Authorities believe the Yellow Vest movement, which began by campaigning against an increase in fuel tax, was infiltrated by masked, black-clad anarchists and far-right groups, who went on a rampage through the streets of Paris turning angry protests violent.
Hundreds of protesters ran amok, torching cars and buildings, looting shops, and fighting officers. Several streets and metro stations were shut and major avenues, including the Champs-Elysees and the Tuileries garden, were littered with piles of debris and burned cars.
At the famed Arc de Triomphe, authorities deployed tear gas and water cannons to fight back the protesters when they tried to break through police barriers.
The violence in Paris contrasted sharply with protests elsewhere in France on Saturday that were mostly peaceful.
Upon his return from the G20 summit in Argentina on Sunday, Macron visited central Paris to witness for himself the damage caused by Saturday’s riot.
The Yellow Vest erupted out of nowhere on 17 November and spread quickly via social media, with protesters blocking roads across France and impeding access to shopping malls, factories, and some fuel depots.

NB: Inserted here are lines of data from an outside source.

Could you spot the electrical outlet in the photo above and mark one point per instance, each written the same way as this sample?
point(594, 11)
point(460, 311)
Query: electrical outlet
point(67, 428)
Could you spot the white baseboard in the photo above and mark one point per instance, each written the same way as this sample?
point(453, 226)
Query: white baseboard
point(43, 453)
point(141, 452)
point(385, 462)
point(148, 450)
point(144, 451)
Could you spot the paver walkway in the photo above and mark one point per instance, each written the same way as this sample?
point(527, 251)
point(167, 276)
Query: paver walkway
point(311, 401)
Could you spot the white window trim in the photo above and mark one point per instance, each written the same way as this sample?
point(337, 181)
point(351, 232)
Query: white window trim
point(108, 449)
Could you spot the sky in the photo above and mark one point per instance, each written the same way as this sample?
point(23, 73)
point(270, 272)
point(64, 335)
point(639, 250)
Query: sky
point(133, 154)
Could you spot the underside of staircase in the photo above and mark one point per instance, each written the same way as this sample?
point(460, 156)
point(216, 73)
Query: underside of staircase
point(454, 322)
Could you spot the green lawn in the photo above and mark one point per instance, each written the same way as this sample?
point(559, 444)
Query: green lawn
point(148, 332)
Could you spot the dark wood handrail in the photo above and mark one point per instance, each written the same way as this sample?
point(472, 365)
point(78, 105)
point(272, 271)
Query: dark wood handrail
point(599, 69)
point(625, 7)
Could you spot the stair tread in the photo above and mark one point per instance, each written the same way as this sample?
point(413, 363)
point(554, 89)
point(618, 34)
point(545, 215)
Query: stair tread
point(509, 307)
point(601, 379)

Initially a campaign against the rising fuel tax, the movement has since morphed into a broad opposition to Macron’s government, elected in May 2017.
The 40-year-old pro-business centrist now faces a dilemma of how to respond, not least because they are a grassroots movement with no formal leader and a wide range of demands.
Macron has so far refused to roll back taxes on fuel, which he says are needed to fund the country’s transition to a low-emission economy.
He insists the tax cuts he has delivered for businesses and high-earners are necessary to lower the country’s chronic high unemployment.
On Sunday, a motorist died after colliding with traffic which had built up due to a Yellow Vest protest in Arles, in southern France, a local prosecutor said.
“A van collided into a heavy truck at full force before being hit by another vehicle,” Tarascon prosecutor Patrick Desjardins told the French news agency AFP, adding that the accident was “directly related” to a roadblock by protesters which caused a 10 km traffic jam.
A motorway pay booth was set on fire by arsonists near the southern city of Narbonne on Sunday, a judicial source told AFP.
Elsewhere, the main north-south motorway in eastern France, the A6, was blocked by protesters near the city of Lyon, its operator said.